The setup could probably look like:
container read/write -> OverlayFS([mutable fs as overlay] -> [squashfs layer as underlay] -> [squashfs layer as underlay])
Hard to change the entire container ecosystem away from tarballs tho so this is still useful. Is it available anywhere? I didn’t see a link?
Hoping this is enough to release it on Github.
Real value for me would be to integrate it with containerd or similar to speed up image layer pull times, I imagine that isn’t shelling out to a separate binary tho.
What language is it implemented in?
It should also be possible to split off and write the raw download to disk in the background with something like an io.TeeReader object [0]. You could then checksum it after the fact like you normally would.
[0]: https://pkg.go.dev/io#TeeReader
My favorite hack in there (that also made it work with pre-signed S3 urls) was not using the HEAD method as is customary to determine object sizes, but instead doing a regular "GET" that, for small files, would execute on its own...but for larger would simply be abruptly closed by htcat once it reached the bytes that had since been fetched in parallel by a range-based request sent immediately afterwards. The goal was to have htcat not offer a penalty on small files so it could be used on blended workloads without thinking.
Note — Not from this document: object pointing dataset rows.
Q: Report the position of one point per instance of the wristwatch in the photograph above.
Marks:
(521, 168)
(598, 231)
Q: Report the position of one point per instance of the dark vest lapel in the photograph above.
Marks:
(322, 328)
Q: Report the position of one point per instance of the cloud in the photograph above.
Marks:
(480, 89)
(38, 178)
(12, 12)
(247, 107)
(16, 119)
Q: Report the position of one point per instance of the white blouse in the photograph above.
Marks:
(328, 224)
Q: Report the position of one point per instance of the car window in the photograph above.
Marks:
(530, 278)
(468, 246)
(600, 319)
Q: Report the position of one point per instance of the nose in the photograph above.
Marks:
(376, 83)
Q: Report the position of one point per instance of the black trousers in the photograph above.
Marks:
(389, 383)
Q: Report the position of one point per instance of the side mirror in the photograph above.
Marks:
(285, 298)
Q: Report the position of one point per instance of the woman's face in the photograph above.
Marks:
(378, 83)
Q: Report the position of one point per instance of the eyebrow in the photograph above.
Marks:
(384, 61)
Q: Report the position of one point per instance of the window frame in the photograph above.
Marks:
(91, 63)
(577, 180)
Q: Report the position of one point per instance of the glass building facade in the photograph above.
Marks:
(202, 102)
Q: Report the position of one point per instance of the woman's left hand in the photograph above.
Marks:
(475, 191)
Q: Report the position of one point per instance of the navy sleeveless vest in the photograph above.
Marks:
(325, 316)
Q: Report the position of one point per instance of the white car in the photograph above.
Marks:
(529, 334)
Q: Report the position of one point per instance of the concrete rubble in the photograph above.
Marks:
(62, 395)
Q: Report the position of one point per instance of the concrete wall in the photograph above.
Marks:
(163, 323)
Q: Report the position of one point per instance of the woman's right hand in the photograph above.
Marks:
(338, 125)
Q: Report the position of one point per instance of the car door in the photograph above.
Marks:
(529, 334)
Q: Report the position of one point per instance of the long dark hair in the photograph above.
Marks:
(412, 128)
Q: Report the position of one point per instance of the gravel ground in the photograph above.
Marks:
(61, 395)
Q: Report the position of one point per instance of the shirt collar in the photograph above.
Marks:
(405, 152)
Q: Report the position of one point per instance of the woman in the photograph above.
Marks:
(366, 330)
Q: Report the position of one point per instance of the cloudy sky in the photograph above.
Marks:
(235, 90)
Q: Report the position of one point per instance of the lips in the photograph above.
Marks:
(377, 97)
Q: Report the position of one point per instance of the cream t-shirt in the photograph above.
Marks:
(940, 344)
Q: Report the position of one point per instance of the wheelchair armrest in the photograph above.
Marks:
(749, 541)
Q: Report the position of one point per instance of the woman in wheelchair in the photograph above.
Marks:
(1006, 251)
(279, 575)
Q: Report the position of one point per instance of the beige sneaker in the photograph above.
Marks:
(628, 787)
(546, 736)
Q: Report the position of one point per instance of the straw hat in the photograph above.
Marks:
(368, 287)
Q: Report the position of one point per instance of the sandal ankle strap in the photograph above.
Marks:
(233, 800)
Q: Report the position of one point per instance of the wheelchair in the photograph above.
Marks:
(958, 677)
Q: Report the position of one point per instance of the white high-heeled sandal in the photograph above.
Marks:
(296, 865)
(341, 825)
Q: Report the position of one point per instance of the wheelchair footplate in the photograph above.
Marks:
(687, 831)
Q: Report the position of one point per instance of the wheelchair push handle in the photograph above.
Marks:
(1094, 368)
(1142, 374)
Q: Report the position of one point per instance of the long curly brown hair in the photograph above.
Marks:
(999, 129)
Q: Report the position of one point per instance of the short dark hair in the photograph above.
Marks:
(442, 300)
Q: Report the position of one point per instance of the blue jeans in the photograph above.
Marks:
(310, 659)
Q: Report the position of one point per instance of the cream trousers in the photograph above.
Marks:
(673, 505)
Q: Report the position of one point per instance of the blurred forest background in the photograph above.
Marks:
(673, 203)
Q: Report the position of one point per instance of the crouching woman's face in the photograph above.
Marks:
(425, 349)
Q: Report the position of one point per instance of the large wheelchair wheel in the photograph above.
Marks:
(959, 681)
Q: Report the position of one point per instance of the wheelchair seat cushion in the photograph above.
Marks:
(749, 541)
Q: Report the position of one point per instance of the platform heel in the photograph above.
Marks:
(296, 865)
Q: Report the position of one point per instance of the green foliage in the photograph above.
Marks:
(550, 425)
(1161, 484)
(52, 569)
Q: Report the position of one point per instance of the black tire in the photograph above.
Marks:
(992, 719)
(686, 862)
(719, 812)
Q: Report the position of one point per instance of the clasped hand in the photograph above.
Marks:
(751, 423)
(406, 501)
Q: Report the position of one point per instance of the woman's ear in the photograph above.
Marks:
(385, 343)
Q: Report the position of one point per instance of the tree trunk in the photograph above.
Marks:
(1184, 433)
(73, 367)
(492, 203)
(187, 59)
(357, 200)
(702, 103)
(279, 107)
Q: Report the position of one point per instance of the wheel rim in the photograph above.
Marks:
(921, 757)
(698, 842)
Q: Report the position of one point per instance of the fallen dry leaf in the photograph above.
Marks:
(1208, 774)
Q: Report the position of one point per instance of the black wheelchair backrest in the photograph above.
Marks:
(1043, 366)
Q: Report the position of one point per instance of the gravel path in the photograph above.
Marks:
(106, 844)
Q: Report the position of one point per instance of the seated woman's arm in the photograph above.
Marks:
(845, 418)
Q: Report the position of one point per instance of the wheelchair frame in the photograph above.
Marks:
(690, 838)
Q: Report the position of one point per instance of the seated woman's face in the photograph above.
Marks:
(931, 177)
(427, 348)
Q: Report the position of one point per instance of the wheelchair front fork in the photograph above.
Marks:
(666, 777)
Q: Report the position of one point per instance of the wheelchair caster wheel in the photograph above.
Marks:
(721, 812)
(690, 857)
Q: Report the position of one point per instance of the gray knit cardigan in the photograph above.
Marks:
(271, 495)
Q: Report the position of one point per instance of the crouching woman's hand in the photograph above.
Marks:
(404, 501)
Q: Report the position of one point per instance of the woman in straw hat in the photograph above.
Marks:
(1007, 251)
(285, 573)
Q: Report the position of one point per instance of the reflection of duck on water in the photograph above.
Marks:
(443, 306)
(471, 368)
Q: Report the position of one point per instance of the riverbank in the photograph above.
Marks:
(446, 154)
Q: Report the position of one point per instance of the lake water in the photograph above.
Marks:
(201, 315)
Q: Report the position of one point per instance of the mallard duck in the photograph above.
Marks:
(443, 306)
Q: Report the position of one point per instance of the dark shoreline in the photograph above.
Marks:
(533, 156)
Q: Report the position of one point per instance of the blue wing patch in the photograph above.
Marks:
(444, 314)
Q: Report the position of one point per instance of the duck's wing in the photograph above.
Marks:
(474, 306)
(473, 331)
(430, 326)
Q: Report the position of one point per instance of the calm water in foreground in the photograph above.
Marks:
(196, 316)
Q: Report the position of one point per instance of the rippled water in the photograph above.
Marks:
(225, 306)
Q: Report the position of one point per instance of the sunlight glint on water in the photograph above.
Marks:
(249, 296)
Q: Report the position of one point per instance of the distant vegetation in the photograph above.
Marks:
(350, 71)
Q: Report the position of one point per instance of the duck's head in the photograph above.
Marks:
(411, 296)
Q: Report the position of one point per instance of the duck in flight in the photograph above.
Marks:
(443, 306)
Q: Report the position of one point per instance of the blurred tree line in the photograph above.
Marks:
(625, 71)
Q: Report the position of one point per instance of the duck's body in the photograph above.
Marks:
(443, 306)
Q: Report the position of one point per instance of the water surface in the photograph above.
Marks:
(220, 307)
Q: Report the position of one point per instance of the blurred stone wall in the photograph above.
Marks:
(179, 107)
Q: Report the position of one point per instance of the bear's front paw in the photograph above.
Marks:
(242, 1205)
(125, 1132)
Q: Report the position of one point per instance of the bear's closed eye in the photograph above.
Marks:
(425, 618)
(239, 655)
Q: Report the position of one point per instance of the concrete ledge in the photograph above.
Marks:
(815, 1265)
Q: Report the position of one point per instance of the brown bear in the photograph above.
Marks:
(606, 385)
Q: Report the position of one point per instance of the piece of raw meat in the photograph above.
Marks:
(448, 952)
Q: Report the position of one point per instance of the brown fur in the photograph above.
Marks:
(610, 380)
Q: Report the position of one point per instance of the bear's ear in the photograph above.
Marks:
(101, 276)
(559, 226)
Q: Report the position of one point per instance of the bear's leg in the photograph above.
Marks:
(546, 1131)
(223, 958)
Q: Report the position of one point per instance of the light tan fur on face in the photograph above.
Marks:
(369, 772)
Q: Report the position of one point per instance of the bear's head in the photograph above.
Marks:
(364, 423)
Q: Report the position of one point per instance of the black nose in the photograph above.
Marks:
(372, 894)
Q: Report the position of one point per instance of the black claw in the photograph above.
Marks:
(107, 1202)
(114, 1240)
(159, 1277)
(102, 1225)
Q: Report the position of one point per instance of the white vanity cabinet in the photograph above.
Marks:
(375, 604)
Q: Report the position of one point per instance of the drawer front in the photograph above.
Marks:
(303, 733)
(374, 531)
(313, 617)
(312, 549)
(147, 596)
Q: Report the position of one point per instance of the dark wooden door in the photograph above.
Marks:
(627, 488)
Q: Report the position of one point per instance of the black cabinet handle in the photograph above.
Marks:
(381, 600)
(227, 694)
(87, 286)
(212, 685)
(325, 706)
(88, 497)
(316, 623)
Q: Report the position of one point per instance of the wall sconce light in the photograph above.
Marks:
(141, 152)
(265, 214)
It also found a bug in S3's range implementation. We had a problem with some object or other, I wrote in about it, and was told that upon investigation a bug had been fixed. No more problem.
Some kind soul packaged it for Debian, so it's easy to get if you need it.
I only later decided to look into also parallelizing the tar extraction as well. This originally started with looking into making a change to the GNU tar source code itself. However upon cloning I realized there were a lot of design choices in tar that made the assumption of single threaded execution (global state, etc). At this point I decided it would just be easier to re-implement the tar extraction myself using golang's "archive/tar" package.
There’s this option for OCI containers which I don’t pretend to understand: https://github.com/containerd/stargz-snapshotter
It is used by containerd and nerdctl. You do have to build the image with it. Images work in OCI compatible registry. By fetching most used files first container can be started before loading is finished. Or so I gather.